Quand la poudreuse immaculée cache une bombe chimique invisible… Le ski, sport de glisse par excellence, dévale la pente d’un grave problème environnemental bien plus pernicieux que la classique entorse du genou : la pollution “éternelle” des farts fluorés. Plongée, skis aux pieds, dans un phénomène aussi discret que préoccupant, entre descente et contamination durable.

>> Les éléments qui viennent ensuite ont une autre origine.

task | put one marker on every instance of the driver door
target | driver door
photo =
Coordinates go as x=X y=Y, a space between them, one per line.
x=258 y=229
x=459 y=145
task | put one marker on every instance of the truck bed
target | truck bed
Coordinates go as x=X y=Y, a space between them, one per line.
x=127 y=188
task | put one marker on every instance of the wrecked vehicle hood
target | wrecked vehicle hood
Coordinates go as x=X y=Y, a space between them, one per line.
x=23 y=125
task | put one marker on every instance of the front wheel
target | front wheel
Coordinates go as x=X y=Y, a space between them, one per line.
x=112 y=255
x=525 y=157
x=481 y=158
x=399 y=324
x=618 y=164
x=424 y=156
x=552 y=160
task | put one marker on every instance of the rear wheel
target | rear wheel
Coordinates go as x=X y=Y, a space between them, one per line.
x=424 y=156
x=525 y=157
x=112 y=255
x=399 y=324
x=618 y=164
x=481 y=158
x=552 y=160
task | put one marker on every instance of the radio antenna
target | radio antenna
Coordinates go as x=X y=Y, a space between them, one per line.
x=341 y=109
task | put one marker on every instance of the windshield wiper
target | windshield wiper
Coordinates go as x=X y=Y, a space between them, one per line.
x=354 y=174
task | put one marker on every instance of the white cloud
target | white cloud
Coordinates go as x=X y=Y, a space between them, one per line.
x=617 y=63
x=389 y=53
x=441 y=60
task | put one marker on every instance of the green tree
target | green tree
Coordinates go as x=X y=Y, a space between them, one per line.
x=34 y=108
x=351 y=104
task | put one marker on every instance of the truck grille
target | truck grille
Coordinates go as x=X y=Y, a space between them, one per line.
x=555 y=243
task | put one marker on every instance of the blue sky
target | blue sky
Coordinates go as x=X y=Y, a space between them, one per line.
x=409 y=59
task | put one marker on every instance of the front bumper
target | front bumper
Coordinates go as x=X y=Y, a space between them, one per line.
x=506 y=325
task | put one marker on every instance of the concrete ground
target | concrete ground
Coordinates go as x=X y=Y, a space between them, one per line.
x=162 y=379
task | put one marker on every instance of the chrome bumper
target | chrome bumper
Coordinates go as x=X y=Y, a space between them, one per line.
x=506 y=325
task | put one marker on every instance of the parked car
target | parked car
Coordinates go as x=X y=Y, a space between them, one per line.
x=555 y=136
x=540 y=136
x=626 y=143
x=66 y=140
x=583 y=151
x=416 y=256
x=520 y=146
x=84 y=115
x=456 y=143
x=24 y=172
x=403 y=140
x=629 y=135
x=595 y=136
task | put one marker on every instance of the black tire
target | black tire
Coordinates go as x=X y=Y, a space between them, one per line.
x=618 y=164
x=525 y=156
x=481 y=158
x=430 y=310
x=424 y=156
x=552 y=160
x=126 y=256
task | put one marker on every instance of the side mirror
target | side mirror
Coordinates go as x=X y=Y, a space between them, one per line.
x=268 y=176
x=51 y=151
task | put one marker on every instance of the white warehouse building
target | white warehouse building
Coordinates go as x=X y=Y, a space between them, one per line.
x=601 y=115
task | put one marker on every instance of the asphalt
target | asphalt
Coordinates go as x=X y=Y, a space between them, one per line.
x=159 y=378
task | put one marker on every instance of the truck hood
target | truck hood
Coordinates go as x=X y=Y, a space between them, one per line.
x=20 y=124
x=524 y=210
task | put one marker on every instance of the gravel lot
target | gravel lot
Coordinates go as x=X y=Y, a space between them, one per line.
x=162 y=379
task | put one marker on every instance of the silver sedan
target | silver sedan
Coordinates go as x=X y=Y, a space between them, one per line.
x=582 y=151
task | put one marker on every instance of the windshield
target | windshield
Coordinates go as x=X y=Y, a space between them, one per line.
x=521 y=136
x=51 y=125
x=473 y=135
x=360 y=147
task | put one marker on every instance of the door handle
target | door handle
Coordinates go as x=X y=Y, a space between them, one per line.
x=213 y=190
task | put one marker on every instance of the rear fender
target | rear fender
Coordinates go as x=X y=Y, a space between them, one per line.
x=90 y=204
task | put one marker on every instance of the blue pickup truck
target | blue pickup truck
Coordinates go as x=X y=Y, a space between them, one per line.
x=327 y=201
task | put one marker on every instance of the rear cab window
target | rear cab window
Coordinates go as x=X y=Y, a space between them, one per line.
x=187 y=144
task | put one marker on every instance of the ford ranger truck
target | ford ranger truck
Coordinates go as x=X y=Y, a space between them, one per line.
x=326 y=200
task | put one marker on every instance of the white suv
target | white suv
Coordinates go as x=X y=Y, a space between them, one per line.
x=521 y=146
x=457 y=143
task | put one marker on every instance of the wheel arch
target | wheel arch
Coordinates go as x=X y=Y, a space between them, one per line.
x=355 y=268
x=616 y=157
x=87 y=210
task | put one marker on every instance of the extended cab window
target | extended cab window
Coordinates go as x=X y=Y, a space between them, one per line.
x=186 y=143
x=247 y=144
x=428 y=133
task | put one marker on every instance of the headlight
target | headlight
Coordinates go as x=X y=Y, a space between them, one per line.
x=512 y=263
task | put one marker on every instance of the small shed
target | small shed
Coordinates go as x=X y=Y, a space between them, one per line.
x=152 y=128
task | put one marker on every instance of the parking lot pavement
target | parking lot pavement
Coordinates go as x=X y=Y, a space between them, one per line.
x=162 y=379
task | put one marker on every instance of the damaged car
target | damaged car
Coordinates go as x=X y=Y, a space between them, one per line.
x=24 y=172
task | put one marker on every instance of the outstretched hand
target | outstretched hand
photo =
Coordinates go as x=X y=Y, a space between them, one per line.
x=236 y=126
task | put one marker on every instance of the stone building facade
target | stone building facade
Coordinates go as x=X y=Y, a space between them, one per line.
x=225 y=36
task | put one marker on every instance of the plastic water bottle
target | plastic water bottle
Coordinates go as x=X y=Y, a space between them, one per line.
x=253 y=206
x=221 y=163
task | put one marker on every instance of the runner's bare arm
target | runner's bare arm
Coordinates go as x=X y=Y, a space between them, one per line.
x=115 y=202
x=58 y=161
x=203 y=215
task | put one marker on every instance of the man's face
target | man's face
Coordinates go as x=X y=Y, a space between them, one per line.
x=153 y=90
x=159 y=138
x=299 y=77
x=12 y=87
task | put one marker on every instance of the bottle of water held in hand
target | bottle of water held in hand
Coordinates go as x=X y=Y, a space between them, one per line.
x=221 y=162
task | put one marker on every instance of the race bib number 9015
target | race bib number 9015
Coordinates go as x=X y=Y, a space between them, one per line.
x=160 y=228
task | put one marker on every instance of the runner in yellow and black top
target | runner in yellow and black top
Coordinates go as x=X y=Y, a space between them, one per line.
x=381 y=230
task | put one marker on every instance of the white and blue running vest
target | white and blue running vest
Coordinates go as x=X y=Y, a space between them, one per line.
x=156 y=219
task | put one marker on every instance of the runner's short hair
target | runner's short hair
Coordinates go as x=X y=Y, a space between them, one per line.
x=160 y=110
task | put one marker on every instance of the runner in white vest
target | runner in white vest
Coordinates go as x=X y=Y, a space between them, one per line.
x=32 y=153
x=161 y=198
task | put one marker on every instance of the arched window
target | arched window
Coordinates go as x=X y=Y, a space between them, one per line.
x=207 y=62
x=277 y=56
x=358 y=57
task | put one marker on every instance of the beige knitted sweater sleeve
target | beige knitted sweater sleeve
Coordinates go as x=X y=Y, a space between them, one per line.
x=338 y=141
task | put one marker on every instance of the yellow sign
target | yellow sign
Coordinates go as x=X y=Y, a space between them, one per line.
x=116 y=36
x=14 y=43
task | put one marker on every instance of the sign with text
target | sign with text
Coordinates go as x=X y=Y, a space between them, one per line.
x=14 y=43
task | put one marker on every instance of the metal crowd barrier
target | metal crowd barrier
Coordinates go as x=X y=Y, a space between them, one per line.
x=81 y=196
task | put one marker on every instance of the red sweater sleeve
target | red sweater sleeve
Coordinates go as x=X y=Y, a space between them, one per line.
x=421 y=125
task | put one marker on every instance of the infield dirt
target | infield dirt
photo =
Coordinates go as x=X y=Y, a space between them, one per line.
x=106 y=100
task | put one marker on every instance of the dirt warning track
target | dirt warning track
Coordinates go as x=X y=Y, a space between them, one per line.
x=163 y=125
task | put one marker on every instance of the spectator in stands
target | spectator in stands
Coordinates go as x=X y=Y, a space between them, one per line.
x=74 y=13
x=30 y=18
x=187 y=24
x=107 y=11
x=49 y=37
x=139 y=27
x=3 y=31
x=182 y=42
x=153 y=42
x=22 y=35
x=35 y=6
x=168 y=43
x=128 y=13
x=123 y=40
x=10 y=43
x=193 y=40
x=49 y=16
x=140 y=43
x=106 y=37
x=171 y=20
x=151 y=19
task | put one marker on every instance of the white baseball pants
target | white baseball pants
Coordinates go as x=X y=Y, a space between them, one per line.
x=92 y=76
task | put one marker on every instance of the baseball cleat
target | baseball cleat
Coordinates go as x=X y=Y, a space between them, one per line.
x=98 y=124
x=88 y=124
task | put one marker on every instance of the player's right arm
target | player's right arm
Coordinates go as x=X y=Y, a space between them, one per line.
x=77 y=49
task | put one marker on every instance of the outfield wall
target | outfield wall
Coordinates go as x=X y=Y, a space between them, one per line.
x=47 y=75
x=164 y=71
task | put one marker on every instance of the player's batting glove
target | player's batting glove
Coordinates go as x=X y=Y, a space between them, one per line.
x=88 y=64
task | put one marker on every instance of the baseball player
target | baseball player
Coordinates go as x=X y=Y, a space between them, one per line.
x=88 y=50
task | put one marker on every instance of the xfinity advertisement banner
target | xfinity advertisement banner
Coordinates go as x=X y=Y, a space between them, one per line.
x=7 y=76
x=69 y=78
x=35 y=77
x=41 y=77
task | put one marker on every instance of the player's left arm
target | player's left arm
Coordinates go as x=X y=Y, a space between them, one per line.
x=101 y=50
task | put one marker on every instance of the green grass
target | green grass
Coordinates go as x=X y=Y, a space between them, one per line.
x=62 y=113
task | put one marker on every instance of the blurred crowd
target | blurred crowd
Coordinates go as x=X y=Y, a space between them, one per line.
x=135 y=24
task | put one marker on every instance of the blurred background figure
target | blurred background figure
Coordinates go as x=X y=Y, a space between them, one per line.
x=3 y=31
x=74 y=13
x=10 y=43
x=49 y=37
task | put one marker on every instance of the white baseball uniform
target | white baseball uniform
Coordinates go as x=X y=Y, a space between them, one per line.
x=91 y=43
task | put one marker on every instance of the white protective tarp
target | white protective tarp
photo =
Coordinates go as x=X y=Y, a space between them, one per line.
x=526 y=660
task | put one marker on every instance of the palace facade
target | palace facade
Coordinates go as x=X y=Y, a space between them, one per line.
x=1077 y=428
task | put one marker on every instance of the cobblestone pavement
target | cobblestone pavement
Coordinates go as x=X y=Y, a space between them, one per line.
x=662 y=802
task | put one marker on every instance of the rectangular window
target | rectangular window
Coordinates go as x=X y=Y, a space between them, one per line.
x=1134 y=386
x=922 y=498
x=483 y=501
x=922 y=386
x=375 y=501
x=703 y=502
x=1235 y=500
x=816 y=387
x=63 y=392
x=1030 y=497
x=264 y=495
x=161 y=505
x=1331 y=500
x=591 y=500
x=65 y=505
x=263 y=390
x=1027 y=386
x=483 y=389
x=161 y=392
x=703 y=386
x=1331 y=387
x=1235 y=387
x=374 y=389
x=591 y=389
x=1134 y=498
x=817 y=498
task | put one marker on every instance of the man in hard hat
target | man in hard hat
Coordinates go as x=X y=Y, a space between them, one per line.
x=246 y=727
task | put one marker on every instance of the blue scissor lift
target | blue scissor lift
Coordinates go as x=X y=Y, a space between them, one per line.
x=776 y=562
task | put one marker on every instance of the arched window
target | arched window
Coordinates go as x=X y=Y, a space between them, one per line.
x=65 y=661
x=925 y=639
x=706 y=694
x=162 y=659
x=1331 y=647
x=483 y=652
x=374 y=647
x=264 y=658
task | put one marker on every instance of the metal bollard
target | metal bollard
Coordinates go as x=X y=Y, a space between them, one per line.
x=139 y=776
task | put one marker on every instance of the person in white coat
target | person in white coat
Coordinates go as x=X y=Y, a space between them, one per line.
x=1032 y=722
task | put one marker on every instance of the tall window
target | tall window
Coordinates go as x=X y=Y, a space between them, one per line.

Les farts fluorés : des alliés de la glisse… et de la pollution

Qui aurait cru que derrière chaque skieur amateur ou médaillé olympique, se cachait un pollueur (presque) malgré lui ? Chaque hiver, des millions de paires de skis reçoivent une généreuse couche de fart, censée faire fuser la glisse. Problème : ce précieux onguent contient souvent des substances per- et polyfluoroalkylées, ou PFAS. Leur petit surnom en dit long : « polluants éternels ». Pourquoi ? Leur pouvoir hydrophobe les rend idéalisés pour le ski, mais une fois lâchés dans la nature, ils s’y installent… pour des siècles.

C’est ainsi que saison après saison, sous une neige d’apparence vierge, une pollution sournoise s’accumule. Les PFAS persistent dans la neige, s’incrustent dans les sols alpins et, tel un mauvais locataire, s’infiltrent toujours plus loin dans la nature.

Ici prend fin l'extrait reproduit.